Summary: As the world battles a second wave of infections, even bigger than the first, investor sentiment remains resiliently positive, helping markets rise for another week. ‘Sbit weird, innit?  To be fair, sentiment is well off its highs of early May but has ricocheted against the neutral zone last week (for apparently no good reason) indicating that while investors have not yet become disgruntled by the coronavirus news, they are still some ways from being gruntled. Central Banks’ QE analgesic has worked its potent magic, helping investors ignore rising feelings of risk-aversion stirred by record cases of new infections. So, while we seem in remission for the time being, rising bearish sentiment has only been stored away, like genes for baldness, and are only talks of a lockdown away from revisiting markets.

After three weeks stuck near neutral, US investors are showing signs of renewed risk tolerance.

After settling just above the neutral zone since mid-June (top chart), the style variant of our ROOF ratio (blue line), always the more optimistic of the two, has started to rise again.

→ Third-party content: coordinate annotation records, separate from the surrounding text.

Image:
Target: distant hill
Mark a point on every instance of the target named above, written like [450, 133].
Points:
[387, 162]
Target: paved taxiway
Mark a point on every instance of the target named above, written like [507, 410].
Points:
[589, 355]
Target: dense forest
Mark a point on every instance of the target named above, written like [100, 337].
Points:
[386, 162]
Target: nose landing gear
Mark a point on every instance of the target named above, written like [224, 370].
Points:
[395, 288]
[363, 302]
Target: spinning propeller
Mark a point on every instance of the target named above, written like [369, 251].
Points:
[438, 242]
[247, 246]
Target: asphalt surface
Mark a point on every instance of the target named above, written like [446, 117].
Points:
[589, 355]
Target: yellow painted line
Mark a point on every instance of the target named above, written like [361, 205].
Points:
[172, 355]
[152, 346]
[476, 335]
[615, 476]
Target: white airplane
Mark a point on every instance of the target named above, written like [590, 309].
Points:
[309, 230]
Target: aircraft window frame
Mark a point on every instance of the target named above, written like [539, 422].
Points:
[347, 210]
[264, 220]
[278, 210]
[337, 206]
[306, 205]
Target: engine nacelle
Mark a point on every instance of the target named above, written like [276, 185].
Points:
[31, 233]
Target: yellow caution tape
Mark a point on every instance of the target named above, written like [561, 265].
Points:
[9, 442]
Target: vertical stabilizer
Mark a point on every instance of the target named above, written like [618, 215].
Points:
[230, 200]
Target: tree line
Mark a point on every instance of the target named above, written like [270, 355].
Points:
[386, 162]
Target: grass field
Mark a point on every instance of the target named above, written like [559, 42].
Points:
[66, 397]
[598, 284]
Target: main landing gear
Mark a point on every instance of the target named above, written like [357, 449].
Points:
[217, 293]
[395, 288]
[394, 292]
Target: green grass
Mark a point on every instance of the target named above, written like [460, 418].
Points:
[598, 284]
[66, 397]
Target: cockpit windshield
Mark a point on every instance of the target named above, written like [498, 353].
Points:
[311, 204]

Investors’ shift towards risk-tolerant styles and away from risk-averse ones in the style variant of our ROOF Ratio (bottom chart) has helped overall risk-tolerance (green line) rebound, and risk-aversion (red line) decline. 

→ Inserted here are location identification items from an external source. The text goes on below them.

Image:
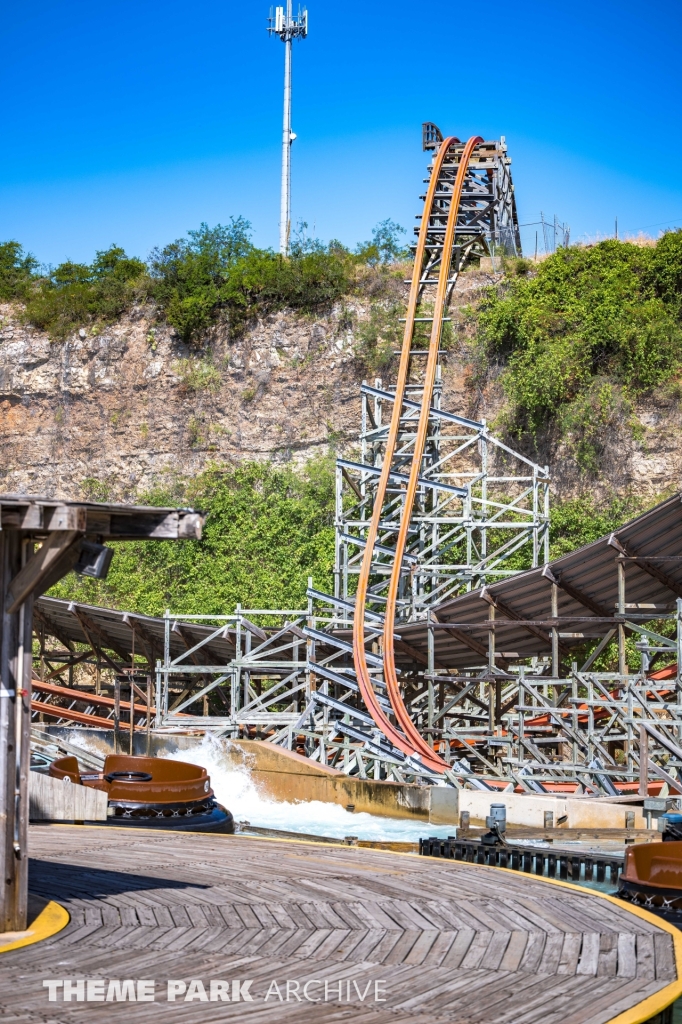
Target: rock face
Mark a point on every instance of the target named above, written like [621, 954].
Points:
[114, 414]
[127, 409]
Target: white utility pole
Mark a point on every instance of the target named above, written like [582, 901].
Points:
[287, 28]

We note that both risk-tolerance and risk-aversion remained flat in the sector variant (not shown here), resulting in a flat ROOF Ratio (green line in top chart), and indicating that the lift in sentiment hasn’t yet affected sector allocation decisions. Markets last week have chosen to follow the style variant’s lead and edge higher, despite alarming new infection rates in key states, a growing dispersion of opinions on how to tackle them, and a bizarre leadership vacuum. Thirty-six states now have a worse second wave than the first and are starting to curtail some of their reopening measures. Are investors just betting on another round of stimulus measures from the Fed?

Sentiment in developed Europe remains flat, just above the neutral zone, waiting for directions.

European investor sentiment is stuck in a wait-and-see mode, just above the neutral zone as economic data starts to show a slow return to normal.  Investors in that part of the world had banked on a U-shape recovery instead of the V-shape scenario adopted by their US counterparts and seem perfectly happy to observe rather than guess where the economy is heading next.

Both market and sentiment momentum have seemingly stalled (bottom chart) leaving investors unsure of what comes next, but half fearful of it still. It is back-to-the-pub for some, and back to the Brexit negotiations table for others, as the UK and the EU try to narrow their differences on the future of their trade relations. There seems little to give investor sentiment direction until the start of the Q2 earnings season later this month.

Risk appetite seems split between our two variants, nowhere more so than Asia ex-Japan.

Both global developed and Asia ex-Japan ROOF Ratios are showing a growing divergence between our two variants (style in blue, sector in green) with the style variants becoming more bullish recently. Nowhere is this divergence of opinion as marked as in Asia ex-Japan (bottom chart). Global developed market sentiment will likely take its cues from US and European investors in the coming weeks, but Asia ex-Japan seems to be driven more by regional issues rather than global ones.

For Asia ex-Japan, although the sector ROOF ratio (green line in bottom chart) seems to be declining, this mask a rise in risk-tolerance for the last two weeks. Risk-aversion had been rising as well for the past three weeks, which helps explain the slightly downward sloping Sector ROOF ratio (green line in bottom chart). As in other markets, the Style variant is more optimistic than its more economically sensitive sector variant. The upcoming Q2 earnings season and forward guidance from CEOs will help the Sector variant make up its mind.